Diese dokumentenbasierte Analyse wird ergänzt durch den Austausch mit relevanten Akteuren zur SUP in Peru. Dies wird insbesondere während zwei Aufenthalten in Peru (2019 und 2020) im Rahmen von Workshops mit den für die Umsetzung der SUP zuständigen peruanischen Behörden durchgeführt.

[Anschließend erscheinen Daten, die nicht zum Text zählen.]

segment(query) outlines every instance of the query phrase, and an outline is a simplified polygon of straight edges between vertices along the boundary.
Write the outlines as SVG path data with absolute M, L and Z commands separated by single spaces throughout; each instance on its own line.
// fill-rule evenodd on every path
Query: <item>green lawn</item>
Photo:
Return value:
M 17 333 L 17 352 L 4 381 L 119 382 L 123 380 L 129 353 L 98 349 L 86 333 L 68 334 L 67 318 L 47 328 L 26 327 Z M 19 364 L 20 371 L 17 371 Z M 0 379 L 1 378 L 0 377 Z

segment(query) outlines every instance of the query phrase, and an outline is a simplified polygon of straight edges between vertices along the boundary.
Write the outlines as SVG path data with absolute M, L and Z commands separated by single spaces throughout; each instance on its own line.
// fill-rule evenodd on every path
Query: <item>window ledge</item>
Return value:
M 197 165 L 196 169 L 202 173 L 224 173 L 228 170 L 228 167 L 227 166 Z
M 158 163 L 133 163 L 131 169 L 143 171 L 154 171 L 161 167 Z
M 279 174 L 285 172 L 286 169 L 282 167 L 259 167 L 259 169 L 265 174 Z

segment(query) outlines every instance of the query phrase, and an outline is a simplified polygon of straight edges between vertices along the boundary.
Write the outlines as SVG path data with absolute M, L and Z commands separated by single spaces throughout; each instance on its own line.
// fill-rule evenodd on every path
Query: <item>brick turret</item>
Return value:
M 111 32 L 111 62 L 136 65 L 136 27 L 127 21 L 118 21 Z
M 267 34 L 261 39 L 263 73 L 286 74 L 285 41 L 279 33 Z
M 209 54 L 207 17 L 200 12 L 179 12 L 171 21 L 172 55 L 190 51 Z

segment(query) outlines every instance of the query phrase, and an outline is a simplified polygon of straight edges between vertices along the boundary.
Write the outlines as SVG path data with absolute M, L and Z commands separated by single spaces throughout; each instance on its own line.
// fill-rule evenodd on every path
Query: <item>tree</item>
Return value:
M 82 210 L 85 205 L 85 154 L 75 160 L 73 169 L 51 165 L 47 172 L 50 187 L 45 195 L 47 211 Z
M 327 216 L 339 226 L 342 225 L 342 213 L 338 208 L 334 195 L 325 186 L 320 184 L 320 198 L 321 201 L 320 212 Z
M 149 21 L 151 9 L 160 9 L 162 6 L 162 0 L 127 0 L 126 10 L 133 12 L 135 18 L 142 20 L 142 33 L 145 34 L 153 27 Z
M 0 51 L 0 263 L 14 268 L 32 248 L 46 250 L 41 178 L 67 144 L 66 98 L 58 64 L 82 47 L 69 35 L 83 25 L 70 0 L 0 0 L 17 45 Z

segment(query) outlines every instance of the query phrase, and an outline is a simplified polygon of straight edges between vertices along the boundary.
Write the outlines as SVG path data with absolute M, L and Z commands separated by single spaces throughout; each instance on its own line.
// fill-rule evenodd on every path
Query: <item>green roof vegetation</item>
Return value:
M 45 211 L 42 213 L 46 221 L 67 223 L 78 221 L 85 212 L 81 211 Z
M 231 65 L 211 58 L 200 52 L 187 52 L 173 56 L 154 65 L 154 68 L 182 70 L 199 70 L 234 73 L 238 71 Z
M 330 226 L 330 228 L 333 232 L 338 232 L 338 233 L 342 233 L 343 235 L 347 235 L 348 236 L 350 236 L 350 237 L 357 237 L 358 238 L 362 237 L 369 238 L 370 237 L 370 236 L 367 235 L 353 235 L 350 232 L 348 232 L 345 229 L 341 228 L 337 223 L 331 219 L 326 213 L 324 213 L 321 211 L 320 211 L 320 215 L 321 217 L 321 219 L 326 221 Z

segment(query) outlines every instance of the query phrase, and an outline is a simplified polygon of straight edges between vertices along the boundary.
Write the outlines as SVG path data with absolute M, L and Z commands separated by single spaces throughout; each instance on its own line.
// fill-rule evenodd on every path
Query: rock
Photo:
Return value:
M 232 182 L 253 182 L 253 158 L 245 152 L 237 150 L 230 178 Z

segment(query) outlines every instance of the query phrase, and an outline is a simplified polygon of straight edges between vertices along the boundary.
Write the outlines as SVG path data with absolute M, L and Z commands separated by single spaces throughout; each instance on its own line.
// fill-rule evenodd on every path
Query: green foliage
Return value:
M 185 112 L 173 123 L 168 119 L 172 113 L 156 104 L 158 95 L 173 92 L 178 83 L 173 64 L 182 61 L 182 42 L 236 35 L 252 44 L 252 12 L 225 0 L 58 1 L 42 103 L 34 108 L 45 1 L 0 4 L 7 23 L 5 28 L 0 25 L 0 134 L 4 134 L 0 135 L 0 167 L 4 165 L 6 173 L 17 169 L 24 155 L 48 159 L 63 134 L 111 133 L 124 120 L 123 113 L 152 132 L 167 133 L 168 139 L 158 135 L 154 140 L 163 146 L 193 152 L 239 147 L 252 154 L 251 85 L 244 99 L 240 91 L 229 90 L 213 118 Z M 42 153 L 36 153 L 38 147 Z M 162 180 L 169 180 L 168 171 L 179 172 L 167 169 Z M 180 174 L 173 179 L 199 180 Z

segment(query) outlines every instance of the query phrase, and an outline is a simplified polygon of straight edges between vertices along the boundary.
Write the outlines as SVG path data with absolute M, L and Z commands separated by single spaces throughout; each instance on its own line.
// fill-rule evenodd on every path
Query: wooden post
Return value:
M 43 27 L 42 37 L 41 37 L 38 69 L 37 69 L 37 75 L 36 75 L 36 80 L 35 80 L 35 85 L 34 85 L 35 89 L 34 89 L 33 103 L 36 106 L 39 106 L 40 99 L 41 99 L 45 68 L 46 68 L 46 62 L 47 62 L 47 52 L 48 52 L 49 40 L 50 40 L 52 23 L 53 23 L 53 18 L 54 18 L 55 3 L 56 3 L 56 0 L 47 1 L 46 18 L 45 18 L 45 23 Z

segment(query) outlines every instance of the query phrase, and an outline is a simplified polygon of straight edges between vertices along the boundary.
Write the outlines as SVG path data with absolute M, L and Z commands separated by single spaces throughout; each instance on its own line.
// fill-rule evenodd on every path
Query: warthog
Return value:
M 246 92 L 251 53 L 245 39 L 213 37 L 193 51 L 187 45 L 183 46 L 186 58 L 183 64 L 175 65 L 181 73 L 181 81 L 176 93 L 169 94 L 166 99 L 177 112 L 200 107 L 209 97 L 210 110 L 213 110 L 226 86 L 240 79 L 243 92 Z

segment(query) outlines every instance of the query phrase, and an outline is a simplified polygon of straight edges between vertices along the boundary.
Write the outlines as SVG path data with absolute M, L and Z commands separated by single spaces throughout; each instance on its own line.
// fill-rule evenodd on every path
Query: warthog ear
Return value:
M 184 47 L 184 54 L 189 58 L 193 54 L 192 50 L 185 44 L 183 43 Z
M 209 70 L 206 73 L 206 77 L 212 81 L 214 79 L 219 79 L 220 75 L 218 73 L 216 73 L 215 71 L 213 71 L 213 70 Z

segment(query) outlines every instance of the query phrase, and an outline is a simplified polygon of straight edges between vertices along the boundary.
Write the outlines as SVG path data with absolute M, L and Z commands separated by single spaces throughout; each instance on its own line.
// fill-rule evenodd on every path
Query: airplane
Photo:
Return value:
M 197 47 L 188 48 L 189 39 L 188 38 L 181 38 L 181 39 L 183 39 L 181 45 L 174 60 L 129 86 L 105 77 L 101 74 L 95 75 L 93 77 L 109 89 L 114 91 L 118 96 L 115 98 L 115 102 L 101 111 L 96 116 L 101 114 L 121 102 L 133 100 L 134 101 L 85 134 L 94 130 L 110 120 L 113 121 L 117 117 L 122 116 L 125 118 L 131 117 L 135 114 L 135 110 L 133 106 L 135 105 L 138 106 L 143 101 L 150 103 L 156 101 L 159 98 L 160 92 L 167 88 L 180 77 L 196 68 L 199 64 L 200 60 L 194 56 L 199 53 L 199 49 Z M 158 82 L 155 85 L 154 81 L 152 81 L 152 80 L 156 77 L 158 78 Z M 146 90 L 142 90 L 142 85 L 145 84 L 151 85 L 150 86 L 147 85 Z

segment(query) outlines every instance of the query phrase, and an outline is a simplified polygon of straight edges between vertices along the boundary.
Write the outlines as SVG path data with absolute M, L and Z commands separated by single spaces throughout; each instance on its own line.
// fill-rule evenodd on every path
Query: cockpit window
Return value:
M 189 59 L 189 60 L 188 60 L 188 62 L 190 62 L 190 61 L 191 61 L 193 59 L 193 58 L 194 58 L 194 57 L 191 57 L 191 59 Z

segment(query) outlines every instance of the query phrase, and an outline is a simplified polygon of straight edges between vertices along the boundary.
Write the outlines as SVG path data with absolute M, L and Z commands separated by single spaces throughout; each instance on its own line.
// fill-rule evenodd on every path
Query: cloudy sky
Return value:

Das Projekt findet im Rahmen des Programms „Beitrag zu den Umweltzielen Perus (ProAmbiente) II“ statt. Dabei handelt es sich um ein von der Deutschen Gesellschaft für Internationale Zusammenarbeit (GIZ) GmbH, im Auftrag des Bundesministeriums für wirtschaftliche Zusammenarbeit und Entwicklung, BMZ aufgelegtes Kooperationsprogramm. Das Vorhaben „unterstützt die Erreichung ausgewählter nationaler und subnationaler Ziele Perus zur nachhaltigen Nutzung der Ökosysteme, des Biodiversitätserhalts und der Fähigkeit zur Treibhausgasminderung und Anpassung an den Klimawandel. Das Vorhaben stärkt entsprechend der nationalen und subnationalen Ziele und Strategien die Umsetzung der peruanischen Umwelt- und Forstpolitik. Die Beratung zielt darauf ab, die nationale Steuerungskapazität sowie die regionale Umsetzungskapazität des Umwelt- bzw. Forstmanagementsystems zu erhöhen und Wissens- und Innovationsarrangement zu stärken. Nationale Durchführungspartner sind das Umwelt-, das Landwirtschafts- und das Finanzministerium. Die vier Handlungsfelder des Vorhabens sind (1) Schutz und nachhaltige Nutzung von Wäldern, (2) Umweltgovernance und Umweltmanagement, (3) Umwelt- und Klimafinanzierung und (4) Innovationen im Bereich Biodiversität.